For N=18 that same corner of the solution looks like this:
1 0 0 0 0
0 0 0 1 0
0 1 0 0 0
0 0 0 0 0-
0 0 1 0 0
0 0 0 0 0
0 0 0 0 0
0 0 0 0 1*
Note the position marked with a minus. This one looks promising (as it was for the 19-board): its investigation takes some considerable time before the conclusion is drawn that the other queens cannot be placed correctly. This early failure costs.
Thus the solution for the 19 board is found sooner than for the 18 board.
Note that the solution for 27 takes slightly more time than the one for 26, although this is not significant: it looks like the time complexity is O(2n), and so to compare times of different board sizes it would better be done on a logarithmic Y-axis:
"work" represents the number of times the function safe is executed.
Whether this algorithm always takes relatively more time for even boards (compared to the time needed for a N+1 board) is unclear, but for these few board sizes it seems related to the knight-jumps that are naturally formed by this algorithm, starting from the top-left corner. Note how this pattern works out perfectly for board sizes 5 and 7: the first spot where the next queen can sit without interfering with the previous positioned queens is always part of the solution. While for board sizes 4 and 6 there isn't even any solution with a queen in a corner, which is the starting point of this algorithm.
Alternatives
To take this question from a programmer's point of view, there is one remedy whereby the difference will (on average) evaporate: pick the columns in a different (or even random) order. It turns out that taking the normal order is one of the less efficient ways to the get a solution.
Shift Pick
A simple shift in this algorithm, where you do not consider the first two rows unless all other fail, already changes the stats considerably:
In solve_help change this:
for i in range(N):
to:
for i in range(N):
i = (i + 2) % N
See how now the average performance has improved: all measures of log(work)/n are below 1, except for n=6. But also: the peeks are now more often for odd values of N.
Random pick
for i in random.sample(range(N), N):
Here is how one such random run turned out:
Much better stats than the original order! Of course, you will get a bad stat now and then, ... because it is random. But on average it performs (much) better.
Other ways of non-random order could include col, and N//2 with differing coefficients, like i = (i + col*2 + N//2) % N, ...etc. But see final remark below.
Other remarks
I would apply the following optimisation: keep track of which rows, forward "diagonals" and backward "diagonals" are already taken. You can use list(s) or set(s) for that. Note that two cells are in the same forward diagonal if the sum of their coordinates are equal. Cells on the backward diagonals have in common that the difference of their coordinates is equal. That way you don't have to scan for a "1" in these lines each time.

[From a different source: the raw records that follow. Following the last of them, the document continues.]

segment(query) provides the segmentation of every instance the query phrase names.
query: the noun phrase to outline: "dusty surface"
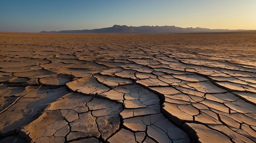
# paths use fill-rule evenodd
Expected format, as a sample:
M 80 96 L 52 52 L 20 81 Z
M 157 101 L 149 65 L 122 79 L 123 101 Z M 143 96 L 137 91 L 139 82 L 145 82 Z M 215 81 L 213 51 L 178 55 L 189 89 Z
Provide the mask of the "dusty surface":
M 0 142 L 256 142 L 256 35 L 0 33 Z

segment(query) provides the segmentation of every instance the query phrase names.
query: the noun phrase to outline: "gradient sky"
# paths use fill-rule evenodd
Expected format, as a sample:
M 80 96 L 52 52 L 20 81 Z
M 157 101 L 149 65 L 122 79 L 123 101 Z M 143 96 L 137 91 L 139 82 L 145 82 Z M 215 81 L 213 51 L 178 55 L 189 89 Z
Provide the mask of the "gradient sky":
M 0 0 L 0 31 L 128 26 L 256 30 L 256 0 Z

Also, board could be just a list of column numbers. There is no need to store all those zeroes. Keep that for the display only.
Finally, there are simple ways to get a solution in linear time. See Wikipedia.
Related
I came across a problem in which the input is as follows:
5
1 1 1 1 6
And the expected output is 4
Basically what we are trying to do is print the minimum number of moves it will require to make all the 5 values equal to each other. One move means reducing a location and incrementing another location. If it is not possible to make them all equal, we print -1.
I tried the below approach:
def solution(N, W):
counter=0
W.sort()
k=W[int(N/2)]
for i in range(0,N):
counter=counter+abs(W[i]-k)
if N%2==0:
tempC=0
k=W[int(N/2)-1]
for i in range(0,N):
tempC=tempC+abs(A[i]-k)
counter=min(counter,tempC)
return counter
and am getting 5 as the answer. Kindly share what your function to achieve this would be.
Lets see how logic works with your input.
5 1 1 1 1 6
1. If 1 2 1 3 3 this case possible then finally it show look like this 2 2 2 2 2. What are the things we get from this result Sum(INITAL_LIST) is equal to SUM(FINAL_LIST), this is 1st condition, if this hold pattern is possible.
2. Among all index-value some of them is going to leave some value some will take. Decrement of one-index and Increment of another-index is taken as one step, so we will consider only decrement case. Those who are leaving and finally become equal to 2. So total-step is equal to some of decremented index value.
Here I use vectorization properties of numpy for easy operation.
CODE :
import numpy as np
def solution(N, W):
if sum(W)%N !=0:
return -1
eq = sum(W)//N
step = np.array(W)-eq
step_sum = np.sum(step[step>0])
return step_sum
if __name__ == '__main__':
var_, list_ = input().split(maxsplit=1)
print(solution(int(var_), list(int(i) for i in list_.split())))
WITHOUT NUMPY :
Update :
step = np.array(W)-eq
step_sum = np.sum(step[step>0])
To :
step = [i-eq for i in W]
step_sum = sum(i for i in step if i>0)
OUTPUT :
5 1 1 1 1 6
4
Say I got a vector of size [1 x 300], in which each element consists of 0 or 1. I might need to store a bunch of these iteratively during the run time. How do I effectively represent it so that I can effeciently store them (python)?
I guess there are two ways to do it. The first method is to do something like a bitmap (do they even have this in python)?
The second approach
I was thinking maybe is to store the 1's position.
eg. [0, 1, 1, 1]. I will store them as [1,2,3].
Any ideas?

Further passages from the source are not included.